Eugène Casimir Chirouse faisait partie des cinq premiers Oblats arrivés en Oregon en 1847. L’année suivante, il devenait le premier prêtre à être ordonné dans l’état américain de Washington. Après une dizaine d’années passées en Oregon, il est envoyé sur l’île Victoria, en Colombie-Britannique. L’ardent apôtre ne tarde pas à se faire connaître et apprécier des tribus amérindiennes de la région. On le surnomme spontanément: « Good old Father ».

Expédition dangereuse
En 1860, son supérieur l’envoie faire une expédition sur l’île. Il lui demande de remonter la côte est, en canot, le plus au nord possible, pour juger des intentions des Autochtones et préciser un site favorable à l’établissement éventuel d’une mission. Les tribus de ces régions passaient alors pour des « barbares » hostiles aux Blancs. Au dire de plusieurs, les Oblats qui tenteraient l’aventure seraient massacrés comme bien d’autres « visages pâles » avant eux. En dépit de ces avertissements, le père Chirouse décide de répondre au désir de son supérieur. Il s’adjoint le père Léon Fouquet et tous les deux entreprennent le voyage vers Nanaimo.

Un soir, aux environs de 21h00, par une température maussade, ils approchent d’un endroit où les Amérindiens Penelakuts avaient établi leur campement.
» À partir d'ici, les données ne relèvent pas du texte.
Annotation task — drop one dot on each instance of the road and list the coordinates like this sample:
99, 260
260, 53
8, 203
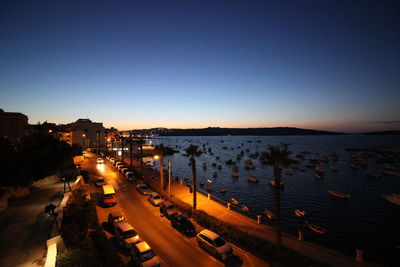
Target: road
173, 248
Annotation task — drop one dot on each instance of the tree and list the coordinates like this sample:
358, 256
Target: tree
161, 150
278, 158
192, 152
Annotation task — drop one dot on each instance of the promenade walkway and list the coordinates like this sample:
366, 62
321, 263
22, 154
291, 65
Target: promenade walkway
249, 225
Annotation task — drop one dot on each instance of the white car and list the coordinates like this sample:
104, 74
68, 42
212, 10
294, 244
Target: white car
130, 176
214, 244
144, 255
155, 199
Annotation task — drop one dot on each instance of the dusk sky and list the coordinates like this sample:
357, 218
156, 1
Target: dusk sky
329, 65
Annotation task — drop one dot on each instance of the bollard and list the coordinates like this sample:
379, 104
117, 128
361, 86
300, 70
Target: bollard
359, 255
301, 235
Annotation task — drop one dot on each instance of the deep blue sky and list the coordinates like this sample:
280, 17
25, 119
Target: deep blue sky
332, 65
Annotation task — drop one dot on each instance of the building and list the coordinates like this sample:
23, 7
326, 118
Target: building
13, 125
85, 133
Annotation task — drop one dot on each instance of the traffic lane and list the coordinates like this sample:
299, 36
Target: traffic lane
172, 247
166, 241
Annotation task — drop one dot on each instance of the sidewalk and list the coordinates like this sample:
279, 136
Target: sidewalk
25, 228
249, 225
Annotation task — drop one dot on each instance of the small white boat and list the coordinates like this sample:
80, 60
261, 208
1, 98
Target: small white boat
315, 228
272, 183
339, 194
245, 208
252, 179
270, 215
393, 198
299, 213
234, 201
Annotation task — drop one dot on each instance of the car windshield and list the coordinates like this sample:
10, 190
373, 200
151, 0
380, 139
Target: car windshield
219, 242
130, 233
109, 195
148, 255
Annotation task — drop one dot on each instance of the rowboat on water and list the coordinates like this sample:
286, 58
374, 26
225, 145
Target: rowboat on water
252, 179
374, 174
393, 198
299, 213
234, 201
339, 194
316, 228
319, 170
272, 183
245, 208
270, 215
318, 176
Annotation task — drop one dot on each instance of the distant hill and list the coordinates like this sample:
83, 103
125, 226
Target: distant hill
384, 133
216, 131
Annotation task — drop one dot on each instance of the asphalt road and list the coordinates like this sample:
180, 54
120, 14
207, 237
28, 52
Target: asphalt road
173, 248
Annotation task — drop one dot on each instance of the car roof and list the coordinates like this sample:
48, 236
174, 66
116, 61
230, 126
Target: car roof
125, 226
143, 246
209, 234
116, 214
167, 203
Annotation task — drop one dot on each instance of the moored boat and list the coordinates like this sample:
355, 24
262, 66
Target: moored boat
299, 213
245, 208
270, 215
316, 228
393, 198
252, 179
374, 174
272, 183
318, 176
234, 201
339, 194
235, 174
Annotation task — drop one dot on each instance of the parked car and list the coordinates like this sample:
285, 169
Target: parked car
126, 235
214, 244
120, 167
143, 189
168, 209
123, 170
109, 197
115, 217
100, 182
183, 224
130, 176
144, 256
155, 199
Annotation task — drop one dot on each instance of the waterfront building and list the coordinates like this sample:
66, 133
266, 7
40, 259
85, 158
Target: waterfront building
13, 125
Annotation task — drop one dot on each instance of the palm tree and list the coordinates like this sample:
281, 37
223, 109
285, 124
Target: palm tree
140, 143
192, 152
278, 158
161, 151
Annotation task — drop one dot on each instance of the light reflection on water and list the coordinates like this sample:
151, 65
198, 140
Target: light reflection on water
348, 223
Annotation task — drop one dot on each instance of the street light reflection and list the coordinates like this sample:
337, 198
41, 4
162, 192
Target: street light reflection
100, 168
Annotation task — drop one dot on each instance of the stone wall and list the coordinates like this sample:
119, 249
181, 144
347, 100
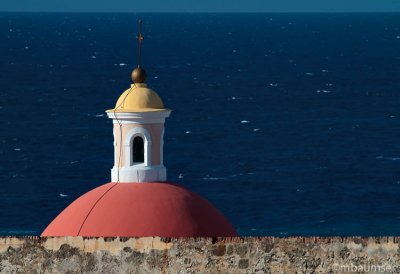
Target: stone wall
200, 255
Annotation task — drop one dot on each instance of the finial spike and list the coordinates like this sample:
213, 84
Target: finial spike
139, 74
140, 39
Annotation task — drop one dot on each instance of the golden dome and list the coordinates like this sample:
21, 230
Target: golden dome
138, 98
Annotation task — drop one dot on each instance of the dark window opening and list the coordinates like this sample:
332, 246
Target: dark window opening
138, 150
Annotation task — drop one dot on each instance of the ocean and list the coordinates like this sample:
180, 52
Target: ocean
288, 123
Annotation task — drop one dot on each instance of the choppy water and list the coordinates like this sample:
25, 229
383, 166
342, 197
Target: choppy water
288, 123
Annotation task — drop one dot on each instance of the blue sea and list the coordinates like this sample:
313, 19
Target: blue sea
288, 123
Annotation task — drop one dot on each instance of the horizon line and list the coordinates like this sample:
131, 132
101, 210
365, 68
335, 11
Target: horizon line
203, 12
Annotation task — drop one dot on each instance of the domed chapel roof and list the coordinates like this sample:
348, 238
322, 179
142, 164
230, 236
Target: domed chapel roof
140, 209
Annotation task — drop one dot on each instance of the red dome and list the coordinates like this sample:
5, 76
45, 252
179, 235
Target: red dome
140, 209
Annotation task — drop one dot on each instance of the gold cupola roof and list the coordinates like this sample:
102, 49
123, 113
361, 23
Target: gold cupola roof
138, 98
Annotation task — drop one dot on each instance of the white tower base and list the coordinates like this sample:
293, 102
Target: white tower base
139, 173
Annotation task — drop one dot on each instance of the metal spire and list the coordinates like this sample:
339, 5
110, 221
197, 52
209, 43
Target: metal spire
139, 74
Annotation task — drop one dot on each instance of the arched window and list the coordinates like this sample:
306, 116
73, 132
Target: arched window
138, 150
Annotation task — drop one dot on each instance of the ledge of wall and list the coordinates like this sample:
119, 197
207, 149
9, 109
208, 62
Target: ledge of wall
200, 255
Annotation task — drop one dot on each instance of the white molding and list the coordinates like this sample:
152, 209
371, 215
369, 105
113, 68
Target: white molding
139, 173
132, 133
153, 117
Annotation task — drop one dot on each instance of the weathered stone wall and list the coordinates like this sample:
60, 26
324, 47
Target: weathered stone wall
200, 255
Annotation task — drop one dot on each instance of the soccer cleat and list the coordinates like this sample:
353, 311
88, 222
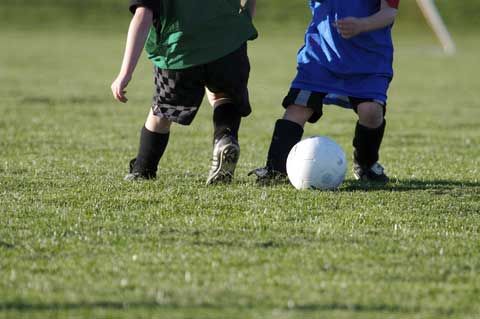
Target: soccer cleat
375, 173
226, 152
267, 176
136, 174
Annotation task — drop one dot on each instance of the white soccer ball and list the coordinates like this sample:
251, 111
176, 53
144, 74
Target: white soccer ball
316, 162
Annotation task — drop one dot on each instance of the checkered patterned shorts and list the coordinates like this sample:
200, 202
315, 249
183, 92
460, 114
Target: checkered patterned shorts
179, 93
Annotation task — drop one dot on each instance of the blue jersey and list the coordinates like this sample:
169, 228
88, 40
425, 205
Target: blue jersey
360, 66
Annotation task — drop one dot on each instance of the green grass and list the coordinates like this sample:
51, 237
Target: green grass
77, 241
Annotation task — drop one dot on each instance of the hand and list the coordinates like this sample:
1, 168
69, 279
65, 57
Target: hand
118, 87
349, 27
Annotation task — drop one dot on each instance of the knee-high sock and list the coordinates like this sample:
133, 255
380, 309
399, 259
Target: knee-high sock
366, 143
152, 147
226, 120
285, 135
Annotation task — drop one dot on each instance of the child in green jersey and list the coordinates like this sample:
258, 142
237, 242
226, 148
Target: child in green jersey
196, 47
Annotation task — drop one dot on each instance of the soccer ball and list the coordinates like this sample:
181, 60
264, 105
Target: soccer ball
316, 162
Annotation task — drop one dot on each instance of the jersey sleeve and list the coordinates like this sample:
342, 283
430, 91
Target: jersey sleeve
393, 3
150, 4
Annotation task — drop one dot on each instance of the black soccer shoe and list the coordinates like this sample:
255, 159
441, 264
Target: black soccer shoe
266, 176
226, 152
139, 174
374, 174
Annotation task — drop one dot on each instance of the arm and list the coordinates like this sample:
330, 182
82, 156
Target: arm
250, 6
350, 26
137, 35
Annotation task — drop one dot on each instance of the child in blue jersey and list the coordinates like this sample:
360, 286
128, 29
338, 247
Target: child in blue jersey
346, 60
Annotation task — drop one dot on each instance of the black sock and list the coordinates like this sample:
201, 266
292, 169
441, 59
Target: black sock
226, 120
152, 146
285, 135
367, 143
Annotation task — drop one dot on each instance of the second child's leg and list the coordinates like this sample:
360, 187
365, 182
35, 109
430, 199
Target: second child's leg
153, 142
288, 131
226, 149
367, 140
300, 106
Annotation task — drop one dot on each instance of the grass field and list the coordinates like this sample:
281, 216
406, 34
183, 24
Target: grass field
78, 241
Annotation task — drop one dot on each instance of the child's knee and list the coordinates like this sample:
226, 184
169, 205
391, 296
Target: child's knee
157, 124
298, 114
370, 114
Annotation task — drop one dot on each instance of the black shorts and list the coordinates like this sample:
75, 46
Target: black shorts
179, 93
314, 100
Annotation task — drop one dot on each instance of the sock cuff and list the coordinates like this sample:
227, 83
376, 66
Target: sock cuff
369, 129
151, 134
290, 126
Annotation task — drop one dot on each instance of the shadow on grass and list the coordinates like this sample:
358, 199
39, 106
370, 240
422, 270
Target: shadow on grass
397, 185
358, 308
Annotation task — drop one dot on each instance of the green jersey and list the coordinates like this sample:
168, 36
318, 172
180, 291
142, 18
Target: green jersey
186, 33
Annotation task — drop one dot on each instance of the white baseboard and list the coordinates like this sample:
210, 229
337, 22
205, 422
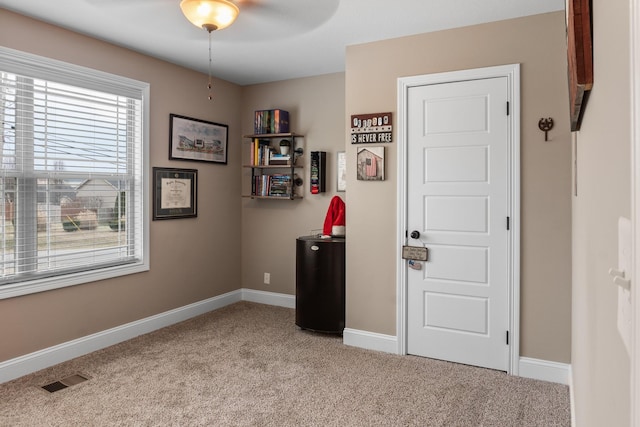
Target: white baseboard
370, 340
572, 400
544, 370
528, 367
269, 298
23, 365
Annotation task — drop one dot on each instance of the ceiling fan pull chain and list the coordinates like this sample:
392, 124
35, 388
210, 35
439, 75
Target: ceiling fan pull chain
209, 85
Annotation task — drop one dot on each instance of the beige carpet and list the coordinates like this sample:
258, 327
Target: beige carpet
249, 365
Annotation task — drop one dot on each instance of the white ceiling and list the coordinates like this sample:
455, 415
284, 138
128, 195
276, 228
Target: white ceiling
271, 39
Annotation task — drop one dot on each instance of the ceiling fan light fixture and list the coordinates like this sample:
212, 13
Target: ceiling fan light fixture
210, 14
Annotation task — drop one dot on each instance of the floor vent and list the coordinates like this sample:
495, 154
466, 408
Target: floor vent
64, 383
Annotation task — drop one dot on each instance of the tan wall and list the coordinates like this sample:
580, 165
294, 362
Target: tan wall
191, 259
601, 365
372, 70
270, 227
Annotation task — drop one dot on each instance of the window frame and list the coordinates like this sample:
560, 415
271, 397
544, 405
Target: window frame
14, 61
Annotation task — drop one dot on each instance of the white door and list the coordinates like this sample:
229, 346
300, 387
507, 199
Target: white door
458, 202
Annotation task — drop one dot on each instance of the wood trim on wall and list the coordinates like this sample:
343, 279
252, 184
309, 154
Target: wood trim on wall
579, 58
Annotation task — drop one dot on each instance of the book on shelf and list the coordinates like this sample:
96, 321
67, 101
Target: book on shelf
276, 185
271, 121
260, 152
279, 159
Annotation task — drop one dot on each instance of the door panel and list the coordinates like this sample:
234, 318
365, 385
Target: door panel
457, 164
457, 197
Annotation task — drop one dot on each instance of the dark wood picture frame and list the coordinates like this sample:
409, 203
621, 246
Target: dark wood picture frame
175, 193
197, 140
579, 58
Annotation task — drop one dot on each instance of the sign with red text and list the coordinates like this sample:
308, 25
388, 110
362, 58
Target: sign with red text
371, 128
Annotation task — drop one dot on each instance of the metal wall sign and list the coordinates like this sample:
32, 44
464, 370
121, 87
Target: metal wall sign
371, 128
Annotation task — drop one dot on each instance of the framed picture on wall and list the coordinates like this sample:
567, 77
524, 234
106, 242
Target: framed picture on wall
342, 171
175, 193
370, 164
197, 140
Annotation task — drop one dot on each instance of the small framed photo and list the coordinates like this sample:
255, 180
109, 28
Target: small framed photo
197, 140
342, 171
370, 164
175, 193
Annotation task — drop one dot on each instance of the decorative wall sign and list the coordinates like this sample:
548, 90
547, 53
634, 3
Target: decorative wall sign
371, 128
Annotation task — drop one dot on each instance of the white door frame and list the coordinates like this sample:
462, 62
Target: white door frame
635, 210
512, 73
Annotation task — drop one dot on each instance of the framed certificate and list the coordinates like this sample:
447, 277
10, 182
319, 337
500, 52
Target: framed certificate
175, 193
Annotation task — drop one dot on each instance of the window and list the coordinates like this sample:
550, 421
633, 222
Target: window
73, 181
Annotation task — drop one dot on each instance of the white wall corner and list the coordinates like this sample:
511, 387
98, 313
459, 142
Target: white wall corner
269, 298
544, 370
370, 340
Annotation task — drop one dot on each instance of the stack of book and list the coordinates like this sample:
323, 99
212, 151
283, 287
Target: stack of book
271, 121
279, 159
280, 185
260, 152
276, 185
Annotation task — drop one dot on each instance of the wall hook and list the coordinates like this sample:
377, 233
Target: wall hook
545, 126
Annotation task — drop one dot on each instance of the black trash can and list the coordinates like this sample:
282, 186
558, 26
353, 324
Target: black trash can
320, 284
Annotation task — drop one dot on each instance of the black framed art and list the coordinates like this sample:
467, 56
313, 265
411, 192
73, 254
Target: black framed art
175, 193
197, 140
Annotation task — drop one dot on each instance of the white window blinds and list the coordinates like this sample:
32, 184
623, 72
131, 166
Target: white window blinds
72, 174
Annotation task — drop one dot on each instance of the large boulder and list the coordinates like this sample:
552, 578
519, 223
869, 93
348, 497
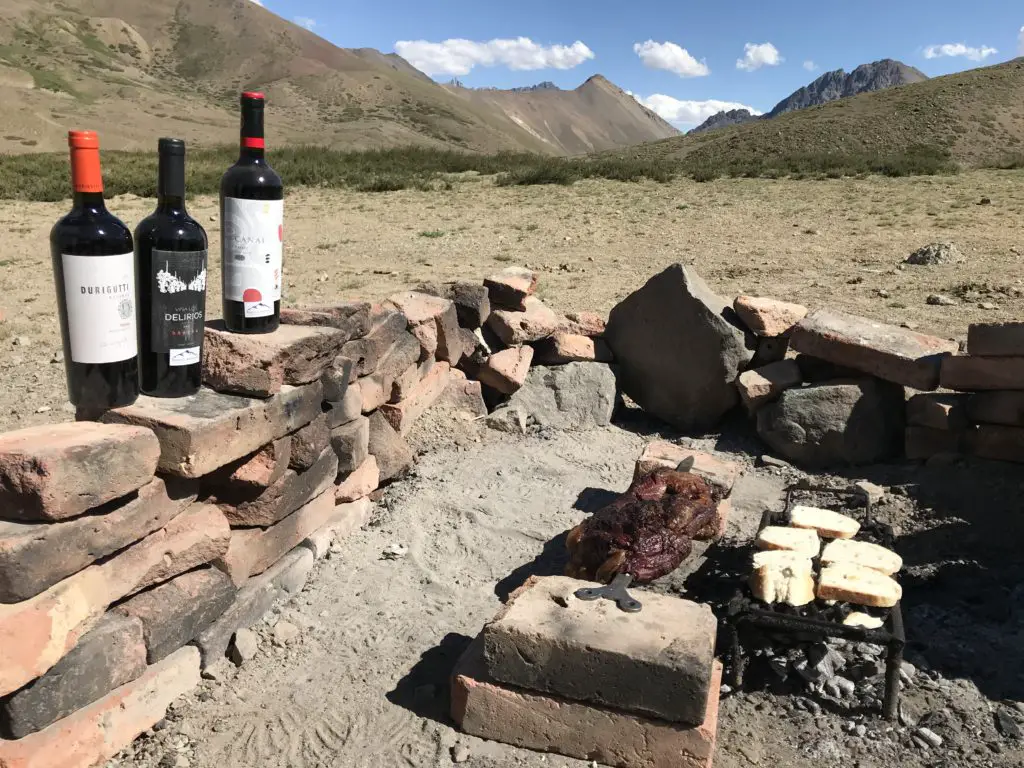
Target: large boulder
836, 424
679, 347
577, 396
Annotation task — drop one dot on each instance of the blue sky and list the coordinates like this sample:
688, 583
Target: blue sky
684, 59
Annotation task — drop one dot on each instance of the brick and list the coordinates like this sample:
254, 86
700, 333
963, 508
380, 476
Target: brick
506, 372
996, 441
968, 374
201, 433
532, 324
37, 633
767, 383
996, 408
36, 556
510, 288
309, 442
56, 471
351, 443
995, 339
548, 640
172, 614
404, 414
482, 708
563, 348
924, 442
768, 316
111, 654
889, 352
254, 550
359, 483
393, 455
260, 365
279, 501
720, 473
937, 411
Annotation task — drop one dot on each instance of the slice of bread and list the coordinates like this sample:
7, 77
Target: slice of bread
797, 540
857, 585
862, 553
828, 524
782, 577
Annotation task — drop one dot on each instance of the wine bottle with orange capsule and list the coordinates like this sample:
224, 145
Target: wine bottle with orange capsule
94, 273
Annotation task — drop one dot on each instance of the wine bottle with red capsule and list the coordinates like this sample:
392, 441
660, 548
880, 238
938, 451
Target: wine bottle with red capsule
252, 210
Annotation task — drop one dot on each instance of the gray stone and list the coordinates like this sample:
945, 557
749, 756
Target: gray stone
846, 423
577, 396
679, 349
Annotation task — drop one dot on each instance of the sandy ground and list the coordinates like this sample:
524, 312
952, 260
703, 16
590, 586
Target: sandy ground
822, 243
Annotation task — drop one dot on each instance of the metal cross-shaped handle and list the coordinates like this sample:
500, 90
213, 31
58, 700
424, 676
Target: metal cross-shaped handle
614, 591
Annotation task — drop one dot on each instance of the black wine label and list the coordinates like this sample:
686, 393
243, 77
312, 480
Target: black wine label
178, 304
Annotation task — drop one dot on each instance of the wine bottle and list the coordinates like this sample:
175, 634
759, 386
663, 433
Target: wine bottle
94, 273
170, 262
252, 211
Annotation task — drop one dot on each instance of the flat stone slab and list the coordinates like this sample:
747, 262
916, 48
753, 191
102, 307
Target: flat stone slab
260, 365
656, 663
483, 708
36, 556
56, 471
207, 430
889, 352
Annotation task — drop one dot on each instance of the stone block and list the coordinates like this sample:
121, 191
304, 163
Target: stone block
483, 708
36, 556
260, 365
90, 736
889, 352
172, 614
108, 656
657, 664
57, 471
204, 432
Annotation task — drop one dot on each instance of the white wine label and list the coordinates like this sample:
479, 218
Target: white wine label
100, 295
254, 233
178, 304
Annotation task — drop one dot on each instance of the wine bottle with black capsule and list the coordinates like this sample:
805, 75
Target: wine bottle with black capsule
171, 261
252, 211
94, 274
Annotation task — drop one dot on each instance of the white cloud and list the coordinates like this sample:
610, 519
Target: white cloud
757, 55
960, 49
685, 113
671, 57
460, 56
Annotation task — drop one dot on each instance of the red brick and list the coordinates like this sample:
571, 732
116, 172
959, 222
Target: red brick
99, 731
487, 710
56, 471
889, 352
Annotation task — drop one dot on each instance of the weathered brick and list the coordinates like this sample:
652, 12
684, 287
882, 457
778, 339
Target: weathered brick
36, 556
937, 411
768, 316
969, 373
279, 501
99, 731
109, 655
351, 443
889, 352
261, 364
309, 442
546, 639
56, 471
172, 614
201, 433
482, 708
767, 383
404, 414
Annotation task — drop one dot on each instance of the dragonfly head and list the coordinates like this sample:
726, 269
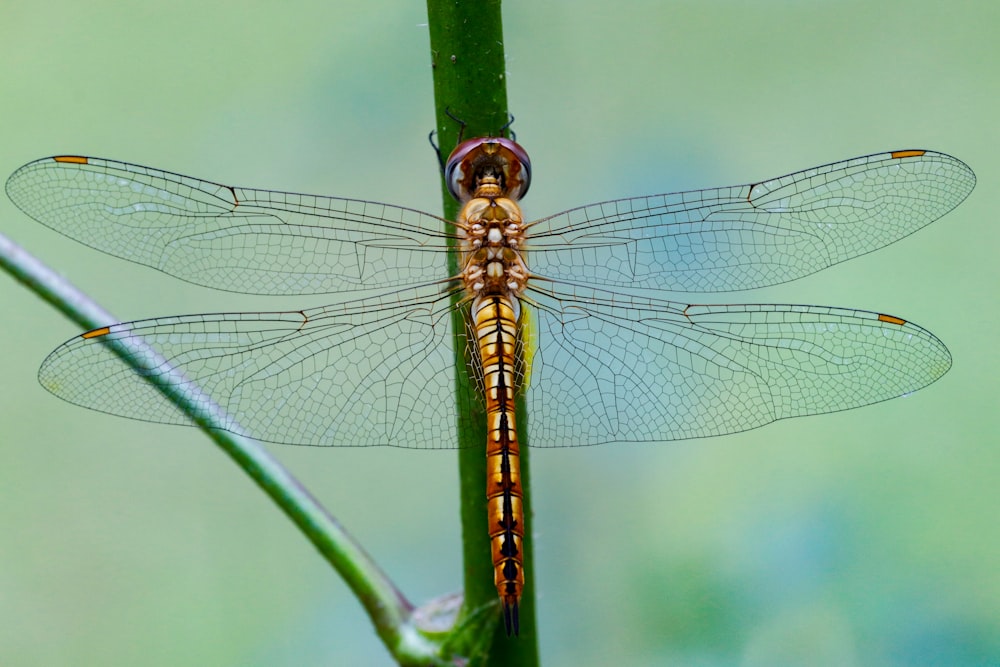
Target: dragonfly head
499, 163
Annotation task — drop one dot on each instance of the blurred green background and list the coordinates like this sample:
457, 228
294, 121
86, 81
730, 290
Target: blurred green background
862, 538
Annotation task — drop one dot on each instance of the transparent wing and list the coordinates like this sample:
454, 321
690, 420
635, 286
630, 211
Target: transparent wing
613, 368
750, 236
603, 368
236, 239
378, 371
Le père Chirouse avait entendu dire que, peu de temps auparavant, leur chef avait été sérieusement blessé par d’autres Amérindiens du Nord. A mesure qu’ils avancent, nos deux missionnaires ne voient aucune âme qui vive et n’entendent aucun bruit, si ce n’est le hurlement d’un loup lointain.

Un cri sauveur
Soudainement, les chiens se mettent à aboyer. Sur-le-champ, les Amérindiens, qui redoutent une autre attaque, prennent leurs armes et sortent de leur embuscade. Avec une grande présence d’esprit, le père Fouquet lance un cri, le seul qui pouvait arrêter l’attaque des Penelakuts: « Chilouse ». C’était la façon de ces Amérindiens de prononcer le nom du père Chirouse. Ils le connaissaient bien et l’aimaient comme un père. Une autre voix se fait entendre du côté des Amérindiens: « Pi Fouquet ». Ce cri avait été lancé par un jeune Saanich, en visite chez ses amis du Nord, qui avait reconnu la voix du père Fouquet. Aussitôt, ils jettent leurs armes. « Ils étaient tellement heureux de nous voir, raconte le père, qu’ils n’attendent pas notre accostage. Ils se jettent à l’eau et tirent nos embarcations sur le rivage. Tout en se félicitant de ne pas avoir tiré sur nous, ils nous entourent et nous entraînent dans leurs tentes. »

Le lendemain, les deux missionnaires, armés seulement de leur croix d’Oblats, poursuivirent leur expédition jusqu’à l’extrémité de l’Île.